3. Rule base management function: Provide users with a tool to flexibly configure security policies according to the specific conditions of different network segments, such as one customization can be applied to multiple detectors, default security rules, etc.
4. User management: Strictly define user rights, provide password modification, add users, delete users, user rights configuration and other functions, effectively protect the security of system use.
Step 5: Build the database management subsystem
A good intrusion detection system should not only provide administrators with real-time and rich alarm information, but also record field data in detail, so as to reconstruct certain network events when forensics is needed in the future.
The front-end program of the database management subsystem is usually integrated with the console subsystem, and uses Access or other databases to store alarm information and other data. There are two sources of data for this module: ① alarm information and other important information sent by the data analysis subsystem; ② data obtained by the administrator after processing the query results after conditional query, such as generated local files, format reports, etc.
The sixth step is joint debugging. A basic IDS is built.

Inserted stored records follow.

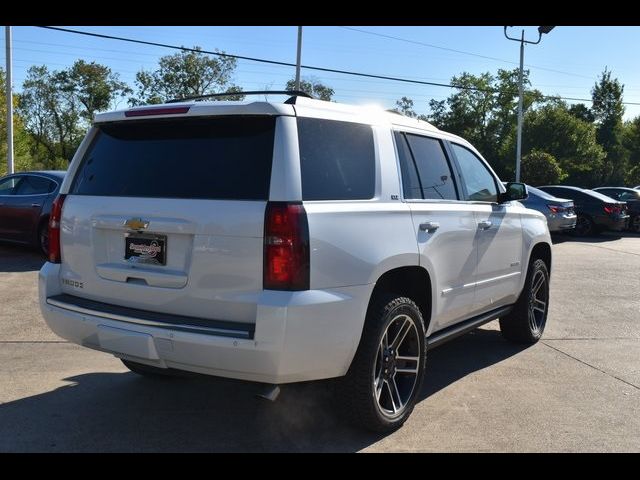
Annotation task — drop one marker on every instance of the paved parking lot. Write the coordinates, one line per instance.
(576, 390)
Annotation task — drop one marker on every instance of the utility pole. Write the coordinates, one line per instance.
(541, 30)
(520, 102)
(7, 31)
(298, 58)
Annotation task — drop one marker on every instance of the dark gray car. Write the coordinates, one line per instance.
(559, 211)
(25, 204)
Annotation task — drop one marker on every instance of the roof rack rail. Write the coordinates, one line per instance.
(293, 93)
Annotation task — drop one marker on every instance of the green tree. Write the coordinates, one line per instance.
(313, 87)
(58, 107)
(631, 142)
(95, 86)
(582, 112)
(186, 74)
(484, 111)
(541, 168)
(22, 159)
(52, 117)
(608, 110)
(552, 129)
(404, 106)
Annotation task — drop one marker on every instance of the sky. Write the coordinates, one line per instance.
(567, 62)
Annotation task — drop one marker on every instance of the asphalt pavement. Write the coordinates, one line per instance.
(578, 389)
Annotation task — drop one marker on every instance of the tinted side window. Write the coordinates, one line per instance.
(8, 185)
(226, 158)
(33, 185)
(610, 193)
(337, 160)
(410, 181)
(624, 196)
(433, 168)
(480, 184)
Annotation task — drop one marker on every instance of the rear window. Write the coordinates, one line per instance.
(337, 160)
(227, 158)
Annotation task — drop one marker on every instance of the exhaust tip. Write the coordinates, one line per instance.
(270, 393)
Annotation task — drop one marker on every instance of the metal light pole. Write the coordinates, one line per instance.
(298, 58)
(522, 41)
(7, 31)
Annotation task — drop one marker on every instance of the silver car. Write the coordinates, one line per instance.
(560, 214)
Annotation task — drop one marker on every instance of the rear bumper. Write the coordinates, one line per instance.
(298, 336)
(616, 223)
(558, 223)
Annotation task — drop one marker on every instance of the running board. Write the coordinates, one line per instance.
(454, 331)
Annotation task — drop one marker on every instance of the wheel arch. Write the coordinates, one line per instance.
(411, 281)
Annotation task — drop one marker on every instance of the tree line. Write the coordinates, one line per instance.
(561, 143)
(573, 144)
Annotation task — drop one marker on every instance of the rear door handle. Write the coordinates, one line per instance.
(429, 226)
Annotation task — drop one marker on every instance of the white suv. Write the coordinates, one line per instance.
(286, 242)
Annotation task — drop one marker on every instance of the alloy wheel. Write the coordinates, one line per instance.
(397, 365)
(538, 300)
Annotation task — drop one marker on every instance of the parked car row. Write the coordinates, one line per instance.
(26, 199)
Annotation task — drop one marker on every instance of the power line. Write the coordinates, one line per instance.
(462, 52)
(308, 67)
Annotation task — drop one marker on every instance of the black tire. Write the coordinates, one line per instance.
(357, 390)
(150, 371)
(43, 237)
(525, 324)
(584, 226)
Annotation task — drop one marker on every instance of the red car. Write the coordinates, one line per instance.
(25, 204)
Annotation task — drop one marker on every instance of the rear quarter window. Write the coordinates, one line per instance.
(226, 158)
(337, 160)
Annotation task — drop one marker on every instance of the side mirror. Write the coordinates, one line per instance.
(515, 191)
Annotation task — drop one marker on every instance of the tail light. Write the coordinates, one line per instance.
(286, 247)
(556, 208)
(54, 229)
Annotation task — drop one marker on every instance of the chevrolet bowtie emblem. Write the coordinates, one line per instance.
(136, 224)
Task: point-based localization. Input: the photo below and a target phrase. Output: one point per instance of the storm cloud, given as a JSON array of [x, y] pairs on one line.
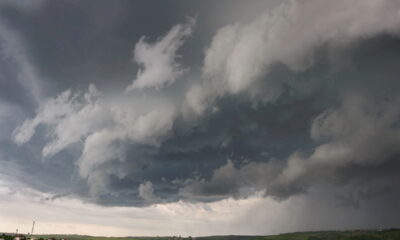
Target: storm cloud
[[299, 101]]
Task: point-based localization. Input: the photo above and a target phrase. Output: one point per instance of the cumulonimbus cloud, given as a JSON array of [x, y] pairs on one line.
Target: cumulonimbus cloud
[[120, 139]]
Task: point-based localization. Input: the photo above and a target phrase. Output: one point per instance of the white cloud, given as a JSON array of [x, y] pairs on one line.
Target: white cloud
[[359, 133], [240, 54], [157, 61]]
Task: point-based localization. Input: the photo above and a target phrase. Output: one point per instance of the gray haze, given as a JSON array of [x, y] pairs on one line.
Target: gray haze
[[134, 103]]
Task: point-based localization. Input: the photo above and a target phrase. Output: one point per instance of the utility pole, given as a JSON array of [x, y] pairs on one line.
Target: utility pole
[[33, 225]]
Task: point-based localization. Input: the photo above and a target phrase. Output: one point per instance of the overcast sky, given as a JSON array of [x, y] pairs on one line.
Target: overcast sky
[[197, 118]]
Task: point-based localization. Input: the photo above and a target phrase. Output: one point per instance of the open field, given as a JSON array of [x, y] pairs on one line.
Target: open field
[[389, 234]]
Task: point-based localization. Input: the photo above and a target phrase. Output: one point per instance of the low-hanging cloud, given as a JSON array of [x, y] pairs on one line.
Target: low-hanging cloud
[[271, 111]]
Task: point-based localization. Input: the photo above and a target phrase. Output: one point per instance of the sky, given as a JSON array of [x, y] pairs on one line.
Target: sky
[[128, 118]]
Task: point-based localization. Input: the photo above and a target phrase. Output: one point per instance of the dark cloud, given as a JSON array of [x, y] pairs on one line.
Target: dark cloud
[[279, 104]]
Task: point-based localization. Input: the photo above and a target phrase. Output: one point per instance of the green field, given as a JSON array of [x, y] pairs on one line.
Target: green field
[[389, 234]]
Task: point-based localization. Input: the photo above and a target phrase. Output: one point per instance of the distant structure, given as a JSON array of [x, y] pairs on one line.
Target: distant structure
[[33, 225], [19, 237]]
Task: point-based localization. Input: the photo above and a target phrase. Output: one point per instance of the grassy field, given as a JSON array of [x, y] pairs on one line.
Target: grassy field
[[390, 234]]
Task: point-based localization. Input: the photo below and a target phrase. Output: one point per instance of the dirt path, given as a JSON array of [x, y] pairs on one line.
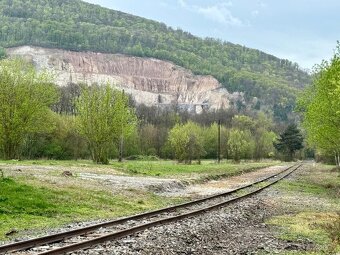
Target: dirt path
[[99, 178]]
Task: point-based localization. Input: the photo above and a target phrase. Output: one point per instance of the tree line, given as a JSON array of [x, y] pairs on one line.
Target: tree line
[[40, 120], [320, 107]]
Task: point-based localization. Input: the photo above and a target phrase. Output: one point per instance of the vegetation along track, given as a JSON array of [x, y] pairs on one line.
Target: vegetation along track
[[86, 237]]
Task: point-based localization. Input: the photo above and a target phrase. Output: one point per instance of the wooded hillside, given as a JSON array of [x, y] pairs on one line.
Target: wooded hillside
[[79, 26]]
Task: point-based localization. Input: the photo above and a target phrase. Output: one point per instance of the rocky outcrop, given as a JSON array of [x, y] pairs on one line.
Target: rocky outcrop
[[149, 81]]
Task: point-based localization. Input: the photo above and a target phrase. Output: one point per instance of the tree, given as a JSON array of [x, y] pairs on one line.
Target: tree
[[25, 97], [321, 109], [2, 53], [104, 118], [240, 144], [289, 142], [187, 142]]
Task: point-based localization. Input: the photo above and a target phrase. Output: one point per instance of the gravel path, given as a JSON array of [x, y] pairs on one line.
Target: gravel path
[[235, 229]]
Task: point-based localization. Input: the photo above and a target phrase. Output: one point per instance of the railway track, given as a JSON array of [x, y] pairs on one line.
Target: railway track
[[86, 237]]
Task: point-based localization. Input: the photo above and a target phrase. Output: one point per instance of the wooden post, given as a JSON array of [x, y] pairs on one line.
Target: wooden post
[[219, 142]]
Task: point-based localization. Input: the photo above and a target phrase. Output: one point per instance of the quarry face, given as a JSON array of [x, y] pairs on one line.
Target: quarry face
[[150, 81]]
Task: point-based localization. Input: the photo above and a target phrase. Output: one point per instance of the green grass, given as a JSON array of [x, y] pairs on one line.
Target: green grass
[[207, 169], [25, 206], [32, 200], [313, 204]]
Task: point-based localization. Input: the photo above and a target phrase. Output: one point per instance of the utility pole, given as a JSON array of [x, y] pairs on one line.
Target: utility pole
[[219, 142]]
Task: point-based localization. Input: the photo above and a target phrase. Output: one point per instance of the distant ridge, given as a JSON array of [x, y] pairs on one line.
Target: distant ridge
[[79, 26]]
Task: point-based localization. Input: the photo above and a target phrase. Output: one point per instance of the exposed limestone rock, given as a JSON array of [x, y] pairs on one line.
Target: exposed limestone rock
[[149, 81]]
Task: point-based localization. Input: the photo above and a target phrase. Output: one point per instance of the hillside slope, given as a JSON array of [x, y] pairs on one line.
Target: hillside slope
[[79, 26], [148, 81]]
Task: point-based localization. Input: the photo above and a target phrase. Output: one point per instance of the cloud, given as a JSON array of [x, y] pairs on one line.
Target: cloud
[[219, 12], [255, 13]]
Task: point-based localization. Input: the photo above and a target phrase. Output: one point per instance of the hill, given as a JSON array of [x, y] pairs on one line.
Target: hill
[[79, 26]]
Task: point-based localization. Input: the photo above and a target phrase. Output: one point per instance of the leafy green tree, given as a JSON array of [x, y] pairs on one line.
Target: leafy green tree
[[321, 108], [104, 119], [289, 142], [25, 97], [187, 142], [240, 144], [2, 53]]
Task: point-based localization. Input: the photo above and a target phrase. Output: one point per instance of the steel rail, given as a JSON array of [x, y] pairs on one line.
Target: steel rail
[[81, 231], [133, 230]]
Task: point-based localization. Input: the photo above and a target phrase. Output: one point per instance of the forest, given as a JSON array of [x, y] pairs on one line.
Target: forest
[[79, 26], [41, 120]]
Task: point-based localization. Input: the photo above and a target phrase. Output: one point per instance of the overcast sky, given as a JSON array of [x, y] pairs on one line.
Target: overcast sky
[[303, 31]]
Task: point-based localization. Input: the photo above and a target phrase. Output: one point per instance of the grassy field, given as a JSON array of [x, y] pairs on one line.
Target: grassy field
[[312, 203], [30, 204], [41, 197]]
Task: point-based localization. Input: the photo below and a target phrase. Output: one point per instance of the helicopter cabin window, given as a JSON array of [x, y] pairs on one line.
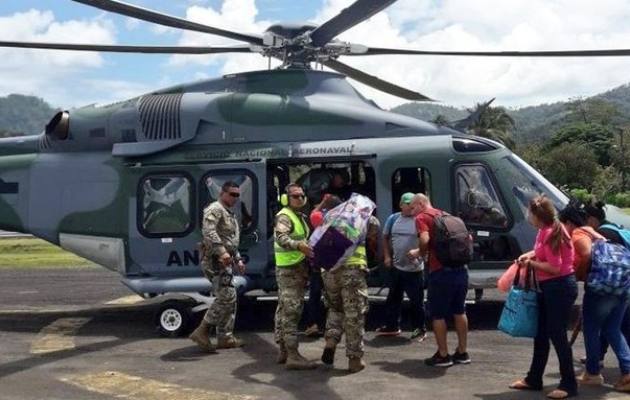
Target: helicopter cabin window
[[526, 183], [413, 179], [165, 201], [318, 179], [478, 201], [244, 208]]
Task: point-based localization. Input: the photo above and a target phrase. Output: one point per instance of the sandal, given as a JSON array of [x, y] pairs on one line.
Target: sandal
[[521, 384], [559, 394]]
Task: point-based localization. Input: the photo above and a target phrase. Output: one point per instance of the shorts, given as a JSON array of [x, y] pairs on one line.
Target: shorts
[[447, 289]]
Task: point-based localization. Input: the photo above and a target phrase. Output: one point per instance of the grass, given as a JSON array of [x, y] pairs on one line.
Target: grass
[[36, 253]]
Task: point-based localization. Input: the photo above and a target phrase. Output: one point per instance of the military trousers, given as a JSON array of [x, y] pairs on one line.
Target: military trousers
[[292, 283], [346, 297], [222, 312]]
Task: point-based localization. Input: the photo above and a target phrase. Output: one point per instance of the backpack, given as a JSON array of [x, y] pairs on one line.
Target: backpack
[[610, 269], [452, 241], [623, 233]]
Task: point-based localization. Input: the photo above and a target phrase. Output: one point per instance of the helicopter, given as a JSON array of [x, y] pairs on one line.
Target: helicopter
[[124, 184]]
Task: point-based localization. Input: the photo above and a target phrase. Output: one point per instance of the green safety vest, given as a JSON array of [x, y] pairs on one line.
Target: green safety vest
[[358, 258], [287, 257]]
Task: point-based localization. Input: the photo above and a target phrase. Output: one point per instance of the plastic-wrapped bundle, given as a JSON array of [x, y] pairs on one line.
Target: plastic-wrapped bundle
[[343, 229]]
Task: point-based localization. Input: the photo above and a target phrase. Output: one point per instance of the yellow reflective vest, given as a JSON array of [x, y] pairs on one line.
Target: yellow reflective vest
[[287, 257]]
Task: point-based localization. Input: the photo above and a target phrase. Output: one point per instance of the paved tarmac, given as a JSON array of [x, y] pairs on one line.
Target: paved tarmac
[[59, 340]]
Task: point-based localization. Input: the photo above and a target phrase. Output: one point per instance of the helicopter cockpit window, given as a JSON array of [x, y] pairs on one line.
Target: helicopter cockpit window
[[478, 201], [244, 208], [527, 183], [414, 180], [166, 205]]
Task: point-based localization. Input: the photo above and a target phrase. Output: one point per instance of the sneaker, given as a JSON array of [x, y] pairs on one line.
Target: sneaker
[[438, 361], [583, 362], [418, 334], [461, 358], [588, 379], [387, 331], [623, 385], [313, 331]]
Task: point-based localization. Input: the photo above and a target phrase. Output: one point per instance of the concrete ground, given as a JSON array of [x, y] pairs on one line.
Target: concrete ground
[[59, 340]]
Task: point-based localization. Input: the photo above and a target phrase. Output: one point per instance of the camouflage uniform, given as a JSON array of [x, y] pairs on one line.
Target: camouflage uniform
[[292, 282], [220, 235], [346, 297]]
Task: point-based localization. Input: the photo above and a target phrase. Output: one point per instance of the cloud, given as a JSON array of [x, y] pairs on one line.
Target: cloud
[[47, 73], [493, 25], [234, 15]]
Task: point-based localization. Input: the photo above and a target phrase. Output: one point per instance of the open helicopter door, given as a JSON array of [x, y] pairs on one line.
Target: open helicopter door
[[166, 220]]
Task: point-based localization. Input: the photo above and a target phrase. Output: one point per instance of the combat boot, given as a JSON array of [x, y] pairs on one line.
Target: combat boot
[[296, 361], [282, 353], [201, 336], [229, 342], [328, 356], [355, 364]]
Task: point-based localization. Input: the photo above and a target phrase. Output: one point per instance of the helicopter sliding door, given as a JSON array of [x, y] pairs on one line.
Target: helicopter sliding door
[[479, 202], [166, 227]]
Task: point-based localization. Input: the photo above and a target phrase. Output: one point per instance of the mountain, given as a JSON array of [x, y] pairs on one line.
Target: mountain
[[23, 115], [533, 123]]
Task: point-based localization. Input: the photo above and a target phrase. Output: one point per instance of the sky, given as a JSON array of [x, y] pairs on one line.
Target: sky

After completing the above steps, the most basic framework of an IDS has been implemented. But to make this IDS run smoothly, it is necessary to maintain safe and smooth communication and interaction among various parts, which is the problem to be solved by the joint debugging work.
First of all, it is necessary to realize the communication between the data acquisition and analysis center and the control management center, which is a two-way communication. The control management center displays and organizes the analysis results and other information sent by the data collection and analysis center. The data collection and analysis center receives configuration, management and other commands sent by the control management center. Pay attention to ensure the security of the communication between the two, and it is best to encrypt the communication data stream to prevent eavesdropping or tampering. At the same time, there are a large number of interactive operations between the console subsystem and database subsystem of the control management center, such as alarm information query, network event reconstruction, etc.
After the joint debugging is passed, a basic IDS is built. The next thing to do is to continuously improve the functions of various parts, especially to improve the detection ability of the system.